The Pirate Bay: Culpable

Por Luis Fuentes
En febrero del 2009 te mencionamos acerca de la demanda que interpuso el gobierno de Suecia a The Pirate Bay por facilitar la búsqueda de películas, música, libros y demás contenidos protegidos por las leyes de propiedad intelectual. En abril del 2009 el gobierno de Suecia dio su veredicto: los creadores de The Pirate Bay son culpables por infringir el derecho de autor y pasarán un año en la cárcel.
Los creadores y administradores de la Bahía Pirata, además de compartir techo con criminales y asesinos, tendrán que pagar 30 millones de Kronor (unos 3.6 millones de dólares) a varias compañías productoras como Emi Music, Warner Bros, Columbia Pictures y Sony Music porque se les encontró en su servidor 33 películas y discos musicales.

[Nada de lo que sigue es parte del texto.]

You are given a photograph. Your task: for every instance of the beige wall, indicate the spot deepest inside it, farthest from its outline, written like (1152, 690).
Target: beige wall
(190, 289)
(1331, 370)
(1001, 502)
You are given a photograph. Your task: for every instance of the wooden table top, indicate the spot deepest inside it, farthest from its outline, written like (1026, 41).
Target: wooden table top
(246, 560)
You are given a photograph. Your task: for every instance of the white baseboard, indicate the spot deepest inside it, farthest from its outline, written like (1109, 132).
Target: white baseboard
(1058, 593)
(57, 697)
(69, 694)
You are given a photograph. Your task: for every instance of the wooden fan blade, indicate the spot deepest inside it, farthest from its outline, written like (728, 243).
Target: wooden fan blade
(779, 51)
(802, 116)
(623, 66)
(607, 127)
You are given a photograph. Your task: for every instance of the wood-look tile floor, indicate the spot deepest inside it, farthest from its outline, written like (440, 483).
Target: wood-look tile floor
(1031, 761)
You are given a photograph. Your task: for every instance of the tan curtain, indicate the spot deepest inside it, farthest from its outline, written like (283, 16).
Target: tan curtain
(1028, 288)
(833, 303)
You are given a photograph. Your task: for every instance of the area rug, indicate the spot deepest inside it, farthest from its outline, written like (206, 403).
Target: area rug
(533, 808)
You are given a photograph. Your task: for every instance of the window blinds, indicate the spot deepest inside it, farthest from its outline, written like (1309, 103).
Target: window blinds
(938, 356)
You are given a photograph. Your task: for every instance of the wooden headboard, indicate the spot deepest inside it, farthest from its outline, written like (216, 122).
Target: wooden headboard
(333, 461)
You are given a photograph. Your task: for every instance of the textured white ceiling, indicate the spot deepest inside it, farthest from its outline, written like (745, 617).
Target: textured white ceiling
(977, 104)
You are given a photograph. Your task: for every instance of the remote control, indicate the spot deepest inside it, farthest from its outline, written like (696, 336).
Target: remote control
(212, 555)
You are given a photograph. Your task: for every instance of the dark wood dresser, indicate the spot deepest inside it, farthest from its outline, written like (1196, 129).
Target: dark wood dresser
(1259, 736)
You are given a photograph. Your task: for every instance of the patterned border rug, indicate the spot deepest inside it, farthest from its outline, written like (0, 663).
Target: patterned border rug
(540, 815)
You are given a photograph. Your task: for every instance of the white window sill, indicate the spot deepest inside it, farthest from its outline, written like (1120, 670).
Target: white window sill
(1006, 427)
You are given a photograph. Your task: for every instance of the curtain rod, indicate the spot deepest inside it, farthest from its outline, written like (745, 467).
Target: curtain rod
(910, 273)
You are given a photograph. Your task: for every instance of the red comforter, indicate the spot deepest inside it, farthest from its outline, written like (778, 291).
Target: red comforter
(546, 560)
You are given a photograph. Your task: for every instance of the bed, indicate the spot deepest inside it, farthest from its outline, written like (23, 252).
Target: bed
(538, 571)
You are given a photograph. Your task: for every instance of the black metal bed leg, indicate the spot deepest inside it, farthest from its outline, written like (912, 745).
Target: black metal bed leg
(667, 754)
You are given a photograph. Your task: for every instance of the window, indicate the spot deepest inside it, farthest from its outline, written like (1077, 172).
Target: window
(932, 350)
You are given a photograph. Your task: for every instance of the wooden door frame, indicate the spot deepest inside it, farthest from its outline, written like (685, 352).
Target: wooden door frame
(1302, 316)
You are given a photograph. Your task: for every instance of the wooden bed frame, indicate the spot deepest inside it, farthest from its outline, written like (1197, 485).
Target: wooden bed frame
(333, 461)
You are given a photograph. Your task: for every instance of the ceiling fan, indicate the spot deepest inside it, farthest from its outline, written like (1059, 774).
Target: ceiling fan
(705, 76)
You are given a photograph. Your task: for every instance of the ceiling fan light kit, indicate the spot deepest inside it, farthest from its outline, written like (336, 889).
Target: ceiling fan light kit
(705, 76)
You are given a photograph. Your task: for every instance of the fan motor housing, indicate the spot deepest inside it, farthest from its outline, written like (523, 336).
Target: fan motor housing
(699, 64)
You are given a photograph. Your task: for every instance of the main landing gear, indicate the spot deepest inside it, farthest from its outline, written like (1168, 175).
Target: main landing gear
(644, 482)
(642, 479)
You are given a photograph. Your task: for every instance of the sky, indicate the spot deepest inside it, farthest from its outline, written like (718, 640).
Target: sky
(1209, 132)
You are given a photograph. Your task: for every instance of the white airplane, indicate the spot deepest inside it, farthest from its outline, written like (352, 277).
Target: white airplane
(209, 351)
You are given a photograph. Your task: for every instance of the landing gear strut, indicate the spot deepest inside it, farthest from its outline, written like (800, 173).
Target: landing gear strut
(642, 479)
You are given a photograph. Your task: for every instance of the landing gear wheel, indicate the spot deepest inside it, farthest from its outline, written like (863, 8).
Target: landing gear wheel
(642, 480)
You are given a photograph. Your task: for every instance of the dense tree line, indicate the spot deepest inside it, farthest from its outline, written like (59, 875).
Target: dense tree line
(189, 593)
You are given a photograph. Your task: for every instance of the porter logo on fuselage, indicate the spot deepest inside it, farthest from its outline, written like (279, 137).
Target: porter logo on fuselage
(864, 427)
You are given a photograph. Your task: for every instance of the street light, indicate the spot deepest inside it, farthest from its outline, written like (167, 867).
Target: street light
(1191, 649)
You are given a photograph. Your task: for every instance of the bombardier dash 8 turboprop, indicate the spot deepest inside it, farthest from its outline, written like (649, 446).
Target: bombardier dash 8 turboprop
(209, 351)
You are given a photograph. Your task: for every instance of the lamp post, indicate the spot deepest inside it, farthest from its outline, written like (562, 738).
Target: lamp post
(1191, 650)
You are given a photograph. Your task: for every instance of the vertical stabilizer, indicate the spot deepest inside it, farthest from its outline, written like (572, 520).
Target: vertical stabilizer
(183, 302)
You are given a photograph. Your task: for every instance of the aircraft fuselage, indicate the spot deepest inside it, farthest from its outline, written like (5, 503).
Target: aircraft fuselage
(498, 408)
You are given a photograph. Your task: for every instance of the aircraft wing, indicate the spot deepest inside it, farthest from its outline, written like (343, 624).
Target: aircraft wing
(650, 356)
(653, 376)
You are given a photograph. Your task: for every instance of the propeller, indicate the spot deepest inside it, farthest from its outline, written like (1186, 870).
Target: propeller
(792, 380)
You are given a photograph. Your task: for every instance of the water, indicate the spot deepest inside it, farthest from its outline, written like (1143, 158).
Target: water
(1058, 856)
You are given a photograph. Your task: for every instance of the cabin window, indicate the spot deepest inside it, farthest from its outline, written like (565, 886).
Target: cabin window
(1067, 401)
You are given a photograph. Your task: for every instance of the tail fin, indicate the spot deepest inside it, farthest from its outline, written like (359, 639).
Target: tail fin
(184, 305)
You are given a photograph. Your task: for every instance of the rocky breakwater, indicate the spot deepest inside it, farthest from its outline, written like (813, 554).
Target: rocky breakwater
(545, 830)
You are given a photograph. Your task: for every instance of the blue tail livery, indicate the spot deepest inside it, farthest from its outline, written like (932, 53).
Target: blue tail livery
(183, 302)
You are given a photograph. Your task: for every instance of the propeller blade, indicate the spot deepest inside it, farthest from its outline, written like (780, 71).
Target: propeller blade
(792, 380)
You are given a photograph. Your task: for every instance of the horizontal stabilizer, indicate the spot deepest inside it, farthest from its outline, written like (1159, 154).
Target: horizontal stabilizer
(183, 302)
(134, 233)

Pirate Bay se defendió desde el principio diciendo que su página era sólo un buscador, como podría serlo Google, y que el contenido no lo distribuían ellos, sino los usuarios de todo el mundo. Por eso la sentencia sólo se basa en esos 33 contenidos que encontraron los investigadores suecos. El sitio, a pesar de tener contenido, no puede cerrarse puesto que está protegido a través de una red de servidores que se encuentran fuera de Suecia.
La decisión de la corte sueca sobre Pirate Bay ha despertado varias opiniones al respecto. Por un lado, están los productores que aplauden el fallo y que están de acuerdo en que tiene que haber consecuencias por facilitar la búsqueda de contenidos ilegales y que la sentencia sirva como ejemplo para los demás sitios similares. Algunos, como Powerbits y Wolfbits cerraron sus páginas poco después de lo que pasó con Pirate Bay.
Pero la verdad es que el impacto del fallo en contra de The Pirate Bay no ha sido tan grande, otros creen que esta fue sólo una victoria simbólica, pequeña y que sirve para seguir el debate sobre los cambios de distribución de los contenidos.
Especialistas han propuesto maneras en la que se pueda descargar archivos legalmente. Propuestas que van desde una tarifa mensual que permita bajar todo lo que quieras, otros que dan la opción de descargarlo gratis o pagar lo que se crea justo o, que además de ofrecer la opción gratuita, vender ediciones especiales con contenido extra.
El juicio de Pirate Bay es otro capítulo más del cambio en la manera en la que recibimos películas, música y demás. Internet ha propiciado la práctica de tener disponible lo que queremos ver cuando queramos y por el medio que queramos. Cada vez es más frecuente ver a las grandes compañías productoras, al menos las que hacen series de televisión, subir a sus páginas de internet capítulos completos para que la gente los vea cuando quiera, algunos sólo muestran un poco de publicidad al principio.
A lo mejor en unos pocos años, ya no tendremos que pagar tanto por la música, por las películas o por las series de televisión. Pero por lo pronto, los creadores de uno de los sitios más populares para encontrar este tipo de productos tendrán que pasar un año en la cárcel.